American cyclist George Hincapie was a “domestique,” making tactical decisions on the course, helping shepherd the team leader through the peloton — the pack of riders — and keeping him in a strong position. Drafting behind another rider can save up to 20% of a rider’s energy.
In this interview, the record seventeen-time Tour de France participant, Olympian, and key witness in the Lance Armstrong doping case gives an account of his career and a sports era defined by performance-enhancing drug use.
Hincapie started using the performance-enhancer Erythropoietin (EPO) in 1996, on and off. “I went from barely being able to survive in the peloton to surviving.” He began riding clean ten years later. “I never saw any indication of doping on the teams that I was on from 2007 on.”
He retired from cycling in 2012, in part because he knew he faced suspension from the sport because of his earlier doping.

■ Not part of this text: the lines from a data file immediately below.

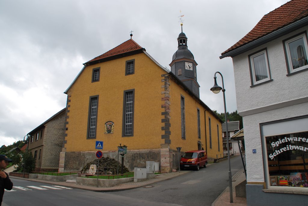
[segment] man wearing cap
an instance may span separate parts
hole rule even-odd
[[[9,177],[9,175],[2,169],[5,169],[9,165],[9,163],[12,160],[4,155],[0,155],[0,206],[2,203],[4,189],[10,190],[13,187],[13,183]]]

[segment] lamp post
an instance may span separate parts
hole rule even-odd
[[[26,149],[26,151],[27,151],[28,150],[28,148],[29,147],[29,138],[30,138],[30,135],[25,135],[25,136],[23,137],[23,140],[22,140],[22,142],[25,143],[26,142],[26,140],[25,139],[25,138],[26,137],[27,137],[27,148]],[[23,177],[25,177],[25,169],[26,168],[26,163],[25,162],[24,160],[23,159],[23,158],[22,161],[23,161],[23,163],[22,164],[23,165]]]
[[[218,86],[217,84],[217,82],[216,81],[216,79],[217,77],[216,76],[216,74],[218,73],[221,76],[221,81],[222,82],[222,88]],[[225,96],[225,91],[226,90],[225,89],[224,86],[224,78],[222,77],[222,75],[219,71],[217,71],[215,73],[214,75],[214,86],[212,88],[211,88],[210,90],[215,94],[218,94],[220,91],[221,90],[222,91],[223,96],[224,97],[224,107],[225,107],[225,120],[226,123],[226,137],[227,139],[227,148],[228,150],[228,163],[229,164],[229,190],[230,192],[230,203],[233,202],[233,196],[232,189],[232,176],[231,174],[231,166],[230,164],[230,147],[229,146],[229,137],[228,135],[228,124],[227,119],[227,111],[226,111],[226,99]]]

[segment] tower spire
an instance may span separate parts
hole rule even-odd
[[[184,20],[182,19],[182,18],[184,16],[184,14],[183,15],[182,15],[182,11],[180,10],[180,15],[178,17],[180,18],[180,21],[179,21],[179,22],[181,22],[181,29],[182,30],[182,32],[183,32],[183,22],[184,22]]]

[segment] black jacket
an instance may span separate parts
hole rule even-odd
[[[13,187],[13,183],[12,182],[10,179],[9,175],[6,174],[6,178],[0,178],[0,206],[2,202],[2,199],[3,198],[3,194],[4,193],[4,189],[8,190],[10,190]]]

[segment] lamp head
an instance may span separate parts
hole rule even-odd
[[[222,89],[222,88],[218,86],[217,84],[217,82],[216,81],[216,78],[217,78],[216,76],[214,77],[214,86],[211,88],[210,90],[215,94],[218,94],[220,91]]]

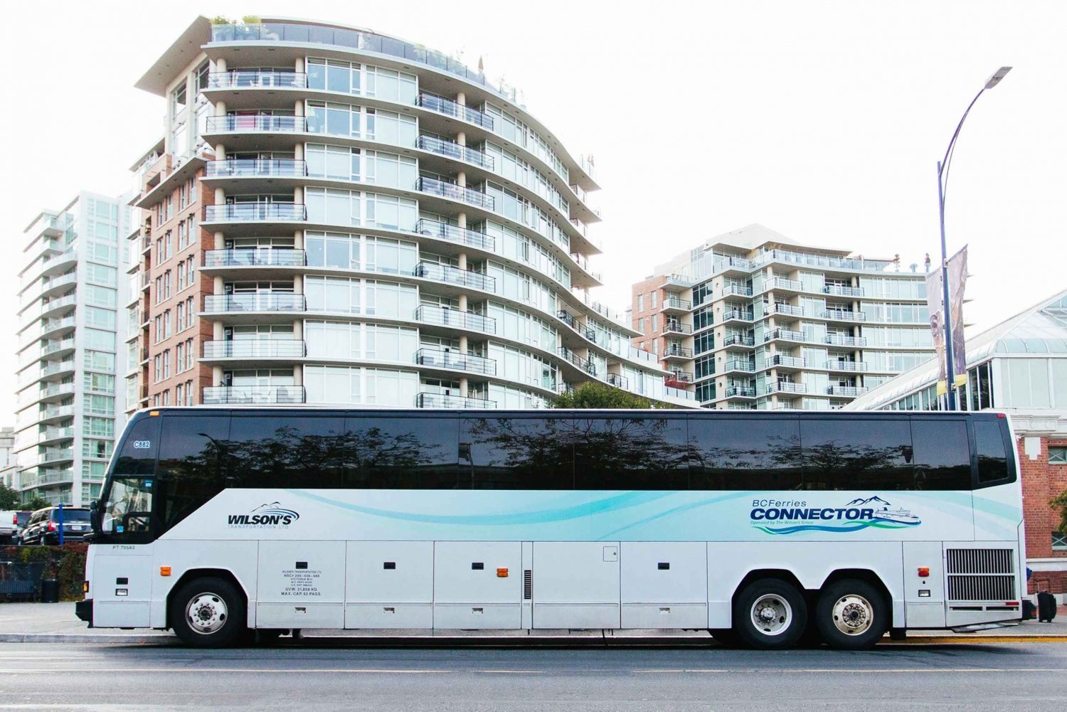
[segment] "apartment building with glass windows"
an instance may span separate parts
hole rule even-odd
[[[23,232],[15,457],[25,500],[94,499],[125,423],[115,381],[127,213],[124,201],[81,192]]]
[[[933,353],[918,265],[762,225],[657,266],[633,286],[631,318],[634,345],[705,408],[841,408]]]
[[[1049,500],[1067,490],[1067,290],[967,339],[961,410],[1012,416],[1022,465],[1030,592],[1067,596],[1067,534]],[[944,410],[936,359],[848,404],[847,410]]]
[[[205,18],[138,86],[168,106],[136,203],[142,402],[692,404],[589,297],[592,165],[512,90],[367,31]]]

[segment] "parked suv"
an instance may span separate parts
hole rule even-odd
[[[0,511],[0,543],[18,543],[19,534],[33,512],[29,509]]]
[[[60,542],[60,508],[45,507],[30,516],[22,529],[23,544],[58,544]],[[63,507],[63,541],[81,541],[90,533],[89,509]]]

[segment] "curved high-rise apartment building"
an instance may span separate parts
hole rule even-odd
[[[139,86],[168,97],[138,202],[165,223],[141,268],[168,315],[145,320],[143,405],[523,408],[588,380],[691,402],[589,299],[591,164],[514,92],[367,31],[203,18]],[[172,257],[155,246],[182,208],[159,206],[182,187]],[[195,378],[160,370],[179,358]]]

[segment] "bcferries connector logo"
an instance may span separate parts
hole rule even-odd
[[[921,524],[919,517],[893,508],[879,496],[853,500],[843,507],[813,507],[806,501],[753,500],[752,526],[767,534],[858,532],[869,526],[903,529]]]
[[[281,503],[261,504],[248,515],[228,515],[226,526],[230,528],[275,529],[289,526],[300,519],[292,509],[282,507]]]

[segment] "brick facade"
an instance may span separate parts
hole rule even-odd
[[[1067,439],[1032,437],[1041,444],[1040,453],[1035,459],[1031,459],[1025,453],[1025,438],[1020,438],[1018,442],[1026,558],[1063,559],[1063,567],[1060,571],[1035,570],[1030,579],[1029,592],[1048,590],[1063,594],[1067,592],[1067,549],[1052,549],[1052,532],[1060,523],[1060,516],[1049,506],[1049,500],[1067,490],[1067,464],[1050,464],[1049,447],[1067,447]]]

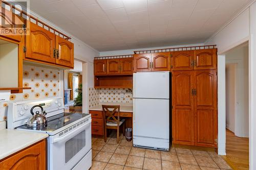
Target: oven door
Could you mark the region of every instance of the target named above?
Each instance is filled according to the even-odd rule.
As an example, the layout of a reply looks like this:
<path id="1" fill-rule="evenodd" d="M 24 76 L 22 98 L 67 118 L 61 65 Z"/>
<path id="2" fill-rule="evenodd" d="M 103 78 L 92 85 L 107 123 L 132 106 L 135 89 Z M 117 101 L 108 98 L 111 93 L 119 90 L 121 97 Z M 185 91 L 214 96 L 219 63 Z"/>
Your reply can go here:
<path id="1" fill-rule="evenodd" d="M 54 136 L 49 136 L 48 169 L 70 170 L 80 161 L 84 160 L 82 158 L 92 148 L 91 122 L 90 119 L 84 123 L 77 124 L 72 127 L 72 129 L 70 127 Z M 91 164 L 91 158 L 90 160 L 90 162 L 84 163 Z"/>

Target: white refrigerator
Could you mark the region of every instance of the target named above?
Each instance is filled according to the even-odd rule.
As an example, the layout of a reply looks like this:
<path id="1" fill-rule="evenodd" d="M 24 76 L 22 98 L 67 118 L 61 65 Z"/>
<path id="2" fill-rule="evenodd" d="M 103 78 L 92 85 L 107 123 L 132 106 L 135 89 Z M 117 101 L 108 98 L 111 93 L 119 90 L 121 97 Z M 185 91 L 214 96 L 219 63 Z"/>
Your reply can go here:
<path id="1" fill-rule="evenodd" d="M 168 150 L 169 72 L 133 75 L 133 144 Z"/>

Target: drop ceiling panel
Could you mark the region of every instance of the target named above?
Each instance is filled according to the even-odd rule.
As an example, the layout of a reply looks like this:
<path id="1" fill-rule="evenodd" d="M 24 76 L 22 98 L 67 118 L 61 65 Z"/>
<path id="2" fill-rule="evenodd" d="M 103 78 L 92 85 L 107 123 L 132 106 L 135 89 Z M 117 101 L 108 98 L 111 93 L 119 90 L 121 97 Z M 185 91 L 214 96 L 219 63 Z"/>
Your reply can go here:
<path id="1" fill-rule="evenodd" d="M 203 43 L 251 0 L 41 0 L 31 9 L 98 50 Z"/>

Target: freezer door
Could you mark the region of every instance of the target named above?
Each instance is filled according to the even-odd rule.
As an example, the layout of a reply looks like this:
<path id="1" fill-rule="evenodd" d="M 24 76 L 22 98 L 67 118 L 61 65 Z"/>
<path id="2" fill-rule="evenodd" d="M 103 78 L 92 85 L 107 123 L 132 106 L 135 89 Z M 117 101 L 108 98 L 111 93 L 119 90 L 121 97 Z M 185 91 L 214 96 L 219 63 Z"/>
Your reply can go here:
<path id="1" fill-rule="evenodd" d="M 169 72 L 134 74 L 134 98 L 169 99 Z"/>
<path id="2" fill-rule="evenodd" d="M 134 137 L 169 140 L 169 100 L 134 99 Z"/>

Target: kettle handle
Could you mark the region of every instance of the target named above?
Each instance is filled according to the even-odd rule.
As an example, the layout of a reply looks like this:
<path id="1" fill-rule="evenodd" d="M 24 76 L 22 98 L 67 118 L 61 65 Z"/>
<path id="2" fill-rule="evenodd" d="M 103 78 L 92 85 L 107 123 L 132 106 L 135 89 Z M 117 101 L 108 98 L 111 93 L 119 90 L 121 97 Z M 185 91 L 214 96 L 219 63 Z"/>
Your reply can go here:
<path id="1" fill-rule="evenodd" d="M 32 115 L 34 115 L 34 112 L 33 112 L 33 110 L 34 110 L 34 108 L 37 107 L 38 107 L 41 108 L 41 113 L 42 113 L 44 112 L 44 108 L 42 108 L 42 107 L 41 107 L 40 105 L 35 105 L 31 108 L 31 109 L 30 109 L 30 113 L 31 113 Z"/>

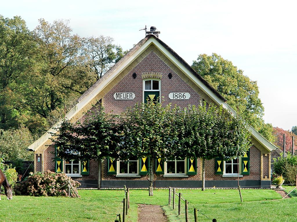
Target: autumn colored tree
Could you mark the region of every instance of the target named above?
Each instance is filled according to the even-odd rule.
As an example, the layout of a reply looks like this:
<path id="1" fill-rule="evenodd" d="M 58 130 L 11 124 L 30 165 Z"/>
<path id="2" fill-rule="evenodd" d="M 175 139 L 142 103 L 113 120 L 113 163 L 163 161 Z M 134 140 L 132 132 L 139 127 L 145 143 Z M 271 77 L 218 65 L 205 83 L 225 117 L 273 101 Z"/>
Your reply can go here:
<path id="1" fill-rule="evenodd" d="M 282 150 L 283 149 L 284 134 L 286 135 L 286 152 L 292 152 L 292 136 L 295 137 L 294 147 L 296 150 L 297 148 L 297 136 L 292 132 L 285 130 L 281 128 L 276 127 L 273 128 L 273 135 L 276 138 L 274 144 Z"/>

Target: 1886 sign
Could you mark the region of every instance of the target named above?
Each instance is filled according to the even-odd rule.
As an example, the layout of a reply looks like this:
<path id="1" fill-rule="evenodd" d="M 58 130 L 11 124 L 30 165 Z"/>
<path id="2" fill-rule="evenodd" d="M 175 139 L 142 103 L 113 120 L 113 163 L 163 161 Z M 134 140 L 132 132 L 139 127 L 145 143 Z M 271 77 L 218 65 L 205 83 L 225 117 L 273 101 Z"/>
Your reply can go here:
<path id="1" fill-rule="evenodd" d="M 116 93 L 113 94 L 115 99 L 131 99 L 135 97 L 135 94 L 133 93 Z"/>
<path id="2" fill-rule="evenodd" d="M 189 93 L 170 93 L 168 95 L 170 99 L 189 99 L 190 96 Z"/>

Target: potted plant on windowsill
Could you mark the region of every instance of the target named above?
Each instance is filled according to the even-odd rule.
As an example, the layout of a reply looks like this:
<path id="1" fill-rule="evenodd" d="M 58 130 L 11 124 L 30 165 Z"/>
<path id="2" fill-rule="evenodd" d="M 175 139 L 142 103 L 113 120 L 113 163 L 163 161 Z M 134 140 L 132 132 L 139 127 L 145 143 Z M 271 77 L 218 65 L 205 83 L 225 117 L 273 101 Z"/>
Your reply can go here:
<path id="1" fill-rule="evenodd" d="M 75 173 L 77 173 L 78 171 L 78 168 L 77 167 L 75 167 L 73 168 L 73 171 L 74 171 Z"/>
<path id="2" fill-rule="evenodd" d="M 276 189 L 283 189 L 283 188 L 282 187 L 282 185 L 284 182 L 285 180 L 284 179 L 282 176 L 281 175 L 280 176 L 277 176 L 272 181 L 272 183 L 275 184 L 277 185 L 277 187 Z"/>

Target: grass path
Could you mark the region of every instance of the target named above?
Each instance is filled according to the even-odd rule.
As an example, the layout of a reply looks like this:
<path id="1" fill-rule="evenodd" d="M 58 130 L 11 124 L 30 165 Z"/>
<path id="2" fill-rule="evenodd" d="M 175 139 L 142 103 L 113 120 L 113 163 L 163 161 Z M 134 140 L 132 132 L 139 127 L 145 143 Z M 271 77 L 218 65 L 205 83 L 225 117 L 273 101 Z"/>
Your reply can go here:
<path id="1" fill-rule="evenodd" d="M 292 188 L 286 187 L 289 191 Z M 179 191 L 178 191 L 178 192 Z M 240 202 L 236 190 L 182 190 L 184 198 L 190 203 L 190 221 L 193 221 L 193 208 L 218 221 L 296 221 L 297 198 L 279 201 L 280 195 L 269 190 L 243 190 L 244 202 Z M 124 192 L 122 190 L 80 190 L 81 197 L 33 197 L 14 196 L 9 201 L 2 196 L 0 201 L 1 222 L 108 222 L 114 221 L 116 214 L 122 212 Z M 297 196 L 296 192 L 292 195 Z M 168 190 L 157 190 L 152 197 L 147 190 L 130 190 L 130 209 L 128 222 L 137 222 L 138 204 L 160 205 L 170 221 L 184 221 L 184 217 L 177 216 L 168 203 Z M 177 203 L 178 198 L 176 198 Z M 263 201 L 268 200 L 268 201 Z M 255 202 L 255 201 L 260 201 Z M 184 208 L 184 203 L 182 205 Z M 176 208 L 177 209 L 177 207 Z M 199 222 L 210 221 L 199 214 Z M 192 219 L 192 220 L 191 220 Z"/>

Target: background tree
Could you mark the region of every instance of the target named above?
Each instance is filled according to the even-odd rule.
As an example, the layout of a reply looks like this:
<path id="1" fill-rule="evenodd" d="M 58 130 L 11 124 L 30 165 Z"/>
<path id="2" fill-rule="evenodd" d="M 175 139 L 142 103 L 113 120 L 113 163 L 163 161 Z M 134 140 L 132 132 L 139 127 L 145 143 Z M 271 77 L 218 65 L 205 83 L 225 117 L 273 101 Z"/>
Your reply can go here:
<path id="1" fill-rule="evenodd" d="M 174 159 L 173 150 L 177 145 L 178 128 L 175 127 L 178 108 L 170 104 L 162 107 L 153 102 L 136 104 L 126 113 L 121 123 L 123 135 L 120 137 L 119 156 L 129 158 L 149 157 L 151 182 L 149 195 L 153 196 L 153 160 Z"/>
<path id="2" fill-rule="evenodd" d="M 0 15 L 0 128 L 17 128 L 18 117 L 25 112 L 15 91 L 34 63 L 35 48 L 24 20 L 18 16 L 10 19 Z"/>
<path id="3" fill-rule="evenodd" d="M 24 127 L 15 130 L 0 130 L 0 153 L 5 154 L 7 160 L 32 160 L 33 152 L 26 150 L 34 139 L 29 130 Z"/>
<path id="4" fill-rule="evenodd" d="M 294 126 L 292 127 L 292 132 L 295 135 L 297 135 L 297 126 Z"/>
<path id="5" fill-rule="evenodd" d="M 98 189 L 101 188 L 101 163 L 105 158 L 118 159 L 118 128 L 100 105 L 83 123 L 64 121 L 53 139 L 57 156 L 64 160 L 98 161 Z"/>
<path id="6" fill-rule="evenodd" d="M 268 141 L 273 142 L 272 126 L 263 120 L 264 108 L 256 81 L 243 74 L 232 62 L 213 53 L 199 55 L 192 67 L 227 100 L 227 103 Z"/>
<path id="7" fill-rule="evenodd" d="M 179 118 L 181 152 L 178 155 L 202 158 L 202 190 L 206 160 L 233 159 L 243 156 L 250 147 L 250 134 L 244 120 L 239 115 L 231 116 L 221 107 L 208 108 L 206 104 L 197 108 L 190 107 Z"/>

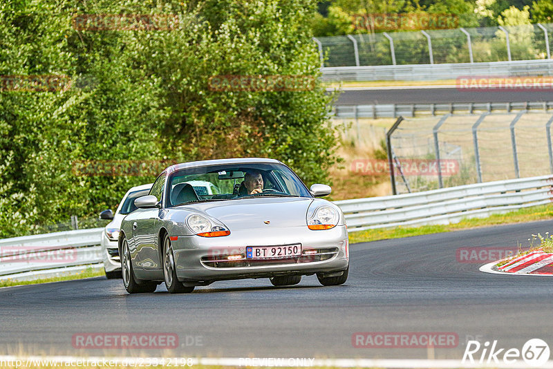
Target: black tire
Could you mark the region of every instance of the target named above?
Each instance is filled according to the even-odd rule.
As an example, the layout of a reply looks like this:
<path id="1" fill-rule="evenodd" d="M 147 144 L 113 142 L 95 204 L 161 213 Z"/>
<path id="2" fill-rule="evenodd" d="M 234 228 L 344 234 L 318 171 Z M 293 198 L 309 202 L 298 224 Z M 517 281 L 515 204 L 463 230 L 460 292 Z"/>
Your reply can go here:
<path id="1" fill-rule="evenodd" d="M 129 245 L 126 238 L 123 238 L 121 243 L 121 275 L 123 278 L 123 285 L 129 294 L 144 294 L 153 292 L 158 287 L 155 282 L 147 281 L 138 284 L 137 278 L 133 271 L 133 263 L 131 261 L 131 253 L 129 251 Z"/>
<path id="2" fill-rule="evenodd" d="M 281 276 L 271 277 L 269 278 L 272 285 L 280 287 L 283 285 L 292 285 L 299 283 L 301 281 L 301 276 Z"/>
<path id="3" fill-rule="evenodd" d="M 123 278 L 122 272 L 120 270 L 112 270 L 111 272 L 106 272 L 106 269 L 104 269 L 104 272 L 106 273 L 106 278 L 108 279 L 117 279 L 118 278 Z"/>
<path id="4" fill-rule="evenodd" d="M 165 235 L 163 240 L 163 276 L 165 279 L 165 287 L 171 294 L 190 293 L 194 290 L 194 286 L 185 286 L 177 278 L 173 247 L 171 245 L 168 234 Z"/>
<path id="5" fill-rule="evenodd" d="M 342 285 L 346 283 L 346 281 L 348 279 L 348 274 L 350 271 L 350 267 L 348 265 L 348 267 L 346 270 L 344 271 L 344 274 L 341 276 L 334 276 L 334 277 L 323 277 L 321 276 L 321 274 L 317 274 L 317 278 L 319 280 L 319 282 L 323 285 Z"/>

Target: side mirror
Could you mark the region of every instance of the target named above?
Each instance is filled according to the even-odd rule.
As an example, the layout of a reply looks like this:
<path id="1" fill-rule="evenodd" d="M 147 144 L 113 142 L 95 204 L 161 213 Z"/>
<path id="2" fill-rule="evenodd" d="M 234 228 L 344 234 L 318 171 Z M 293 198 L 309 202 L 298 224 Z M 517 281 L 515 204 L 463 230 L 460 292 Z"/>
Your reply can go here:
<path id="1" fill-rule="evenodd" d="M 158 198 L 153 195 L 146 195 L 145 196 L 140 196 L 134 200 L 134 205 L 136 207 L 144 209 L 149 207 L 158 207 Z"/>
<path id="2" fill-rule="evenodd" d="M 330 188 L 330 186 L 321 184 L 320 183 L 315 183 L 311 186 L 310 189 L 311 190 L 311 193 L 312 193 L 316 198 L 321 198 L 327 195 L 330 195 L 330 192 L 332 191 L 332 189 Z"/>
<path id="3" fill-rule="evenodd" d="M 100 214 L 100 218 L 105 219 L 106 220 L 111 220 L 112 219 L 113 219 L 113 211 L 112 211 L 111 209 L 104 210 L 104 211 Z"/>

On his relationship to Lance Armstrong:
We grew up racing bikes together. We never expected being thrown into that world. It’s not like we decided together that we were going to dope. It’s like we were thrown into a world that we felt like, at the time, we didn’t have a choice.
On widespread use of doping in cycling:
There was a time in ‘95, ‘96, where the speeds got incredibly faster. And all of a sudden you go from being one of the best guys in the world to being barely able to hold on to the guy who’s the most out of shape in the peloton. ... My value systems then, in my 20’s and early 30’s, were different than they are now…At the time, I truly felt like I wasn’t doing wrong.
George Hincapie's book is The Loyal Lieutenant: Leading Out Lance and Pushing Through the Pain on the Rocky Road to Paris.